Das elektronische Petitionssystem des Deutschen Bundestags als Gegenstand der Technikfolgenabschätzung – Ergebnisse, Wirkungen, Einsichten

ITA-Seminar, Ulrich RIEHM (ehem. KIT-ITAS und TAB)

Das deutsche Petitionsrecht ist ein Schutz- und Beteiligungsrecht mit einer langen Tradition, das Verfassungsrang genießt. Es bietet einen niedrigschwelligen Zugang zum Parlament und der Exekutive, ist aber durchsetzungsschwach.

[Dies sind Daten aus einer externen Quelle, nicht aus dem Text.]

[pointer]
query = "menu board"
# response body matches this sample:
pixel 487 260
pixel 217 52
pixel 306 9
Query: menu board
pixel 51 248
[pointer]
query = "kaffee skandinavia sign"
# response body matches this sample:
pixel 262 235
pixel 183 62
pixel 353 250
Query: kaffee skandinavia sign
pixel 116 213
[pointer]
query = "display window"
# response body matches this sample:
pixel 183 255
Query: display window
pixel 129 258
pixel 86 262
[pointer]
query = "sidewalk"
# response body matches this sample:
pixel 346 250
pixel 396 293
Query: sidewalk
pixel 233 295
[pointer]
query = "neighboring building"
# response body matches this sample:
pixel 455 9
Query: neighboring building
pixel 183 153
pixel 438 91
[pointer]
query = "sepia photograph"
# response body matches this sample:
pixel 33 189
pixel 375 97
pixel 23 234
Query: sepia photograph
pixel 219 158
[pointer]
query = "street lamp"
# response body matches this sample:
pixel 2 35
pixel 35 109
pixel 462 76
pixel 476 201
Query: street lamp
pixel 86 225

2005 hat der Deutsche Bundestag sein Petitionsverfahren modernisiert. Er öffnete das Verfahren für das Internet, in dem nun Petitionen elektronisch eingereicht, unterstützende Mitzeichnungen auf der E-Petitionsplattform gesammelt und die Petitionen in Onlineforen diskutiert werden konnten. Mindestens genauso wichtig ist der damit im Zusammenhang stehende Schritt, dass Petitionen auf der Petitionsplattform des Deutschen Bundestages veröffentlich werden und dass die Ausschussmitglieder einzelne Petitionen mit den Petenten auf öffentlichen Ausschusssitzungen diskutieren können.
Das TAB begann seine Untersuchungen im Auftrag des Petitionsausschusses bereits mit dem zweijährigen Modellversuch und führte sie dann nach dem Übergang in den Routinebetrieb weiter. Sie umfassten ein breites Spektrum von Fragestellungen, etwa nach denen der Nutzungsfreundlichkeit des jeweiligen Softwaresystems, den Bewertungen und Wünschen der Petenten bis zu den Veränderungen, die durch das neue Verfahren hervorgerufen wurden.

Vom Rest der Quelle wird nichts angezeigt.